Com relação a otimização, houve momentos em que notei quedas na taxa de quadros, mas nada que chegasse a comprometer a experiência. Durante as minhas mais de 55 horas de jogatina, o jogo travou e fechou sozinho uma única vez. Já na reta final da aventura, houve um bug que me obrigou a recarregar o último ponto de salvamento automático: fui parar dentro de uma rocha após realizar um ataque e de lá não consegui sair. Presenciei também alguns NPCs com comportamentos esquisitos, algo que não chega a ser uma novidade em títulos de mundo aberto.
Assassin’s Creed Shadows está disponível para PC, PlayStation 5 e Xbox Series. Esta análise foi feita com base na versão de Xbox Series X com uma cópia fornecida pela Ubisoft.

Considerações finais
Tendo se consolidado como uma empresa especializada em produzir jogos de mundo aberto, a Ubisoft atingiu seu ápice com Assassin’s Creed Shadows. Além da beleza dos ambientes, a forma com que eles se transformam com o passar das estações realmente impressiona, interferindo inclusive na jogabilidade. Ainda há uma certa repetição de alguns objetivos secundários, mas houve um melhor aproveitamento das atividades espalhadas pelo mapa.

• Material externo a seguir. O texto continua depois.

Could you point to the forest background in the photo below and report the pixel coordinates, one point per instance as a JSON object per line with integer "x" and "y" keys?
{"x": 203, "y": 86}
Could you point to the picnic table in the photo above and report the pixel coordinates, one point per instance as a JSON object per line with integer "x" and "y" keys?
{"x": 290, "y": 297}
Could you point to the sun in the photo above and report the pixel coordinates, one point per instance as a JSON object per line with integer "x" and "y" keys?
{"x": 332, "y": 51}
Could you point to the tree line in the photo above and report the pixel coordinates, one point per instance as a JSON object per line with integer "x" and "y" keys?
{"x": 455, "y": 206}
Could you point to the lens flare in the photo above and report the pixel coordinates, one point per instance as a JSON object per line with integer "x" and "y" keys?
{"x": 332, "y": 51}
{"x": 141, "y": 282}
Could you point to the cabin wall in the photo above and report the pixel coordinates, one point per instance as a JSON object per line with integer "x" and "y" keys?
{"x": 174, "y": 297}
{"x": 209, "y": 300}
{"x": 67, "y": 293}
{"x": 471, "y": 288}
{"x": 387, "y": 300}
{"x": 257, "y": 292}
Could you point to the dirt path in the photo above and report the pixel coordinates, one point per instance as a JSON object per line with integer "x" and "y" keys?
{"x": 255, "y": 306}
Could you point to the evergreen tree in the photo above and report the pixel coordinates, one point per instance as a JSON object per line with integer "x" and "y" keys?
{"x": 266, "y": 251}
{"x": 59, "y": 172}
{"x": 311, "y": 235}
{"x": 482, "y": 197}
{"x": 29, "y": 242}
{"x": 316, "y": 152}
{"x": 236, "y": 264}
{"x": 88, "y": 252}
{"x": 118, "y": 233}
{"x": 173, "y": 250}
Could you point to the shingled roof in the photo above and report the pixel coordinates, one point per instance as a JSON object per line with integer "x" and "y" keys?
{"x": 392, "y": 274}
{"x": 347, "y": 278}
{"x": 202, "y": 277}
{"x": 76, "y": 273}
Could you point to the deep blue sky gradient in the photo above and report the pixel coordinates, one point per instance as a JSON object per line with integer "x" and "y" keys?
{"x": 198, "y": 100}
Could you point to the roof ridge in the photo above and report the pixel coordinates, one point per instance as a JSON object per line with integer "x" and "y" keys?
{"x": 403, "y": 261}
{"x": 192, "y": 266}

Com uma dupla de protagonistas extremamente carismática, a história poderia ter um desenvolvimento mais envolvente na parte intermediária. A temática da Irmandade dos Assassinos e a Ordem dos Templários é introduzida em um ponto avançado da história e acaba ganhando pouco destaque, o que pode ser uma decepção para os fãs veteranos da franquia. Por outro lado, temos algumas tramas interessantes envolvendo os conflitos regionais japoneses, o que acaba compensando. Seja agindo furtivamente ou de forma agressiva, Assassin’s Creed Shadows oferece uma experiência equilibrada e divertida.